Il y a 5 ans, Frédérique Lefèvre, maître formateur dans une école maternelle à Paris, a pris une décision difficile bien que mûrement réfléchie : abandonner sa classe pour devenir conseillère pédagogique. « J’avais vécu 15 merveilleuses années dans cette école, raconte cette femme énergique. Nous étions une équipe soudée et extrêmement motivée. Mais, plus jeune que mes collègues, je ne voulais pas assister à leur départ successif à la retraite. J’ai préféré partir avant. »
 
                    Un vrai bouleversement

Institutrice à 20 ans dans une classe rurale, maître formateur à 25, conseillère pédagogique à 40, cette spécialiste de l’école maternelle a effectué un parcours, certes classique dans la Maison, mais d’une rapidité étonnante. « J’ai toujours voulu évoluer, changer, bouger », explique-t-elle. Institutrice dans la Creuse à ses débuts, elle est très vite « montée » à Paris pour fuir la solitude du travail en classe unique. « J’ai alors découvert le plaisir de pouvoir discuter avec des collègues. C’était un vrai bouleversement. » Elle a depuis gardé le goût des contacts et des échanges. 

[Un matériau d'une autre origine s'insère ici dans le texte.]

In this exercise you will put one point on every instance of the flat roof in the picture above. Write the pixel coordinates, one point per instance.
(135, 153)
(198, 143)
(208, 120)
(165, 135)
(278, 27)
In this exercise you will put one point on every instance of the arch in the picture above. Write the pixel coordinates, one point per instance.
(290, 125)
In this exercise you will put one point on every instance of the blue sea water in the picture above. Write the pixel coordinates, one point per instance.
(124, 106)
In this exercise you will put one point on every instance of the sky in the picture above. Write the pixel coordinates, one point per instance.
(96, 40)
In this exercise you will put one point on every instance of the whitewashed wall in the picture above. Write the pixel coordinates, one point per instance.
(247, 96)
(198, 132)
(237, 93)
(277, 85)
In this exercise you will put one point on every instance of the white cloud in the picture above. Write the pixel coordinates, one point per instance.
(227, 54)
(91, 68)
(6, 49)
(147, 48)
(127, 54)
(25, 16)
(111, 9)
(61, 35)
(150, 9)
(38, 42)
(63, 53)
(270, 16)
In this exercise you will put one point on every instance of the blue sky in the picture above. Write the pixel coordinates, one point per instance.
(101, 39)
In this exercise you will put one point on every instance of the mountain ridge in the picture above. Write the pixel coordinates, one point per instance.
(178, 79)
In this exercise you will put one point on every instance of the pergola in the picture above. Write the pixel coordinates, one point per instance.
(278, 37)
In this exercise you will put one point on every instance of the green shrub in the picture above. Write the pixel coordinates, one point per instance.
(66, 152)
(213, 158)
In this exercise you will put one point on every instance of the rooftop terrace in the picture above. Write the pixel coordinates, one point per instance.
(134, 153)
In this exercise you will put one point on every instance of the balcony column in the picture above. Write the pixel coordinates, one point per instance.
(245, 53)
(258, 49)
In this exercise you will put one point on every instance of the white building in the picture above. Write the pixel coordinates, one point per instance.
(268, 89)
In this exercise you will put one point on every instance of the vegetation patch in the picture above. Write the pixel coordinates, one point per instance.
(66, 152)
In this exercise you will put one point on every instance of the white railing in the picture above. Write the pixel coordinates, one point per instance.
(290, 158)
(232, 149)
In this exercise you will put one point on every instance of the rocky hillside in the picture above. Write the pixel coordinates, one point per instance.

                   Deux qualités essentielles



« Aujourd’hui, je m’occupe essentiellement des enseignants débutants. Je vais les voir dans leur classe et je leur donne des conseils. » Même si ne plus avoir « sa » classe lui manque, cette femme déterminée apprécie ce nouveau métier qui l’oblige à rester à la pointe de la réflexion pédagogique. « J’aime d’autant plus aider les jeunes que je n’ai pas eu cette chance à mes débuts », explique-t-elle. En revanche, elle avoue être un peu moins libre qu’auparavant. « Le conseiller pédagogique dépend directement de l’inspecteur de l’Éducation nationale, souligne-t-elle. Il faut savoir s’adapter à son caractère et aimer travailler en équipe. » Deux qualités essentielles qu’il est bon d’avoir à l’esprit au moment de choisir cette orientation professionnelle.